Sin exclusión de personajes

Textos y fotografías: Wilfredo Carrizales

I

Sin exclusión de personajes

Chifún era hermano de Peyito, pero Peyito no conducía: sólo miraba las nubes pasar y soltaba unos pedos suaves, asépticos, casi sin ruido.

Chifún salía todas las mañanas por la puerta de su casa manejando un camión. Al alcanzar la salida aceleraba la máquina: ¡chifún, chifún, chifúuunn! y de allí adquirió el remoquete. Luego Chifún se iba por la acera a toda velocidad y en las curvas ¡chifúuunn! aumentaba la prontitud y maniobraba con destreza el volante y el camión, peligrosa, pero impecablemente, giraba en una maniobra de experto y penetraba hasta el mostrador de la panadería. De regreso el vehículo iba cargado de pan y Chifún lo controlaba con una sola mano. ¡Chifún, chifún, chifúuunn! atronaba el camión por la acera y los transeúntes se apartaban con temor y sorpresa. Al arribar a la puerta de su morada, Chifún hacía sonar la bocina y entregaba la carga. Después se marchaba por otras aceras en pos de nuevas aventuras y horizontes vespertinos.

 

II

Quevedito en todo momento vestía de liquiliqui gris y cubría su cabeza un sombrero de cuero. Mientras caminaba despacio por la acera, con las manos cruzadas a la espalda, sin cesar movía todos los dedos. Su menuda figura no resaltaba en los ocasos, sus compañeros de diario transitar. Sólo su bigotito blanco se hacía notar en su enjuto rostro.

Cada atardecer pasaba Quevedito por frente a nuestra ventana de barrotes y poyos. Saludaba a mi abuela y ponía en mi mano un caramelo. Luego se dirigía a la esquina transversal a la nuestra, donde estaba el exiguo bar de la señora Margot, y allí se paraba, siempre con las manos atrás y los dedos en movimiento. Los muchachitos se le acercaban y le agarraban las nalgas. La señora Margot les decía: “No molesten a ese señor”, pero “ese señor” únicamente sonreía y seguía girando los dedos como en un llamado.
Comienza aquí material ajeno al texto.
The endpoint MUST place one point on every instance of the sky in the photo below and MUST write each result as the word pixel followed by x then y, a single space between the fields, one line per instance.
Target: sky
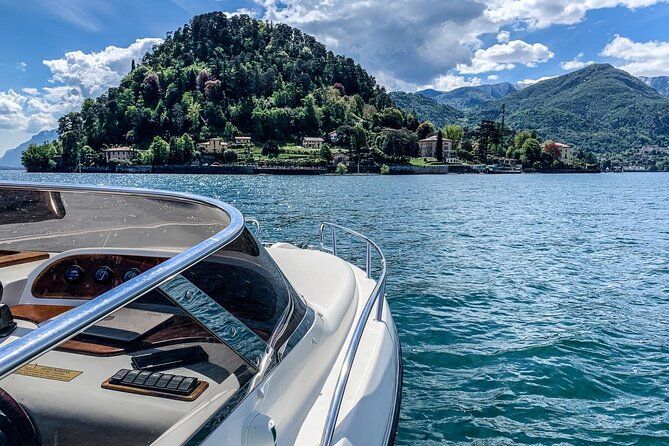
pixel 55 53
Una tarde caía una leve llovizna y yo comía un mango sentado en uno de los poyos de la ventana. Lancé la cáscara a la acera y me olvidé de ella. Mientras cabeceaba de sueño oí un golpe contra los barrotes de la ventana: Quevedito se había resbalado al pisar la cáscara y su cabeza había chocado contra los hierros. De su frente manaba una sangre que a mí me pareció exageradamente negra. Mi abuela acudió con un pañuelo y se lo dio a Quevedito. Éste, sin quejarse, se taponó la herida y encaminó sus pasos hacia su casa. Mi abuela me reprendió severamente y nunca más volvimos a ver a “ese señor”, a quien tanto le gustaba que los muchachitos le tocaran las nalgas.

 

III

La verruga que Arelis alojaba en su mejilla izquierda era francamente horripilante y le agregaba más fealdad a su rostro, ya de por sí repelente. Sin embargo, ella poseía cierta simpatía, aunque sonreía tontamente por todo. Al cumplir quince años su madre le tejió un par de criznejas y comenzó a permitirle que se asomara a la puerta de calle durante algunos minutos. En una ocasión se atrevió a llegar a la aledaña esquina y se puso a conversar con un grupo de ciclistas. Su madre la sorprendió y la arrastró hasta la casa halándola por las criznejas. Arelis rió y agitó las manos en señal de despedida.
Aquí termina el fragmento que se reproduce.